Chinese transcription(s)
- • Chinese: 仙人庄街道
- • Pinyin: Xiānrénzhuāng jiēdào
- Xianrenzhuang Subdistrict Location in Henan
- Coordinates: 34°42′1″N 114°18′14″E﻿ / ﻿34.70028°N 114.30389°E
- Country: China
- Province: Henan
- Prefecture: Kaifeng
- District: Gulou District
- Time zone: UTC+8 (China Standard Time)

= Xianrenzhuang Subdistrict =

Xianrenzhuang Subdistrict (仙人庄街道, literally, "Immortal's Village Subdistrict"), formerly Xianrenzhuang Township (仙人庄乡) is a township-level division of Gulou District of the prefecture-level city of Kaifeng, in the province of Henan, China.

As of 1997, Xianrenzhuang Township occupied 35.3 square km in the southwestern part of Kaifeng's main urban area, and had around 10,000 residents.

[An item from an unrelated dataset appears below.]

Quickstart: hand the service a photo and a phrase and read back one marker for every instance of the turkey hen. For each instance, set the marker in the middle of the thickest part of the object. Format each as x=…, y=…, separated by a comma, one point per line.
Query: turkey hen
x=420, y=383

Although located only a few kilometers southwest of downtown Kaifeng, the Xianrenzhuang area, according to Google Maps, is still mostly rural.

==History==
The predecessor of today's Xianrenzhuang subdistrict was incorporated as Xincheng Township (新城乡) in 1949, and reorganized as Zhongxin Township (中心乡, literally, "Central Township") in 1955. In 1958, with the Great Leap Forward, the township became incorporated into Shandian ("Lightning") People's commune (闪电公社, Shǎndiàn Gōngshè). In 1980 the separate Xianrenzhuang People's Commune was created, which became a township, within the then-existing Kaifeng County, in 1984. With the reorganization of Kaifeng County in 2005, the township became part of Kaifengh City's Gulou District.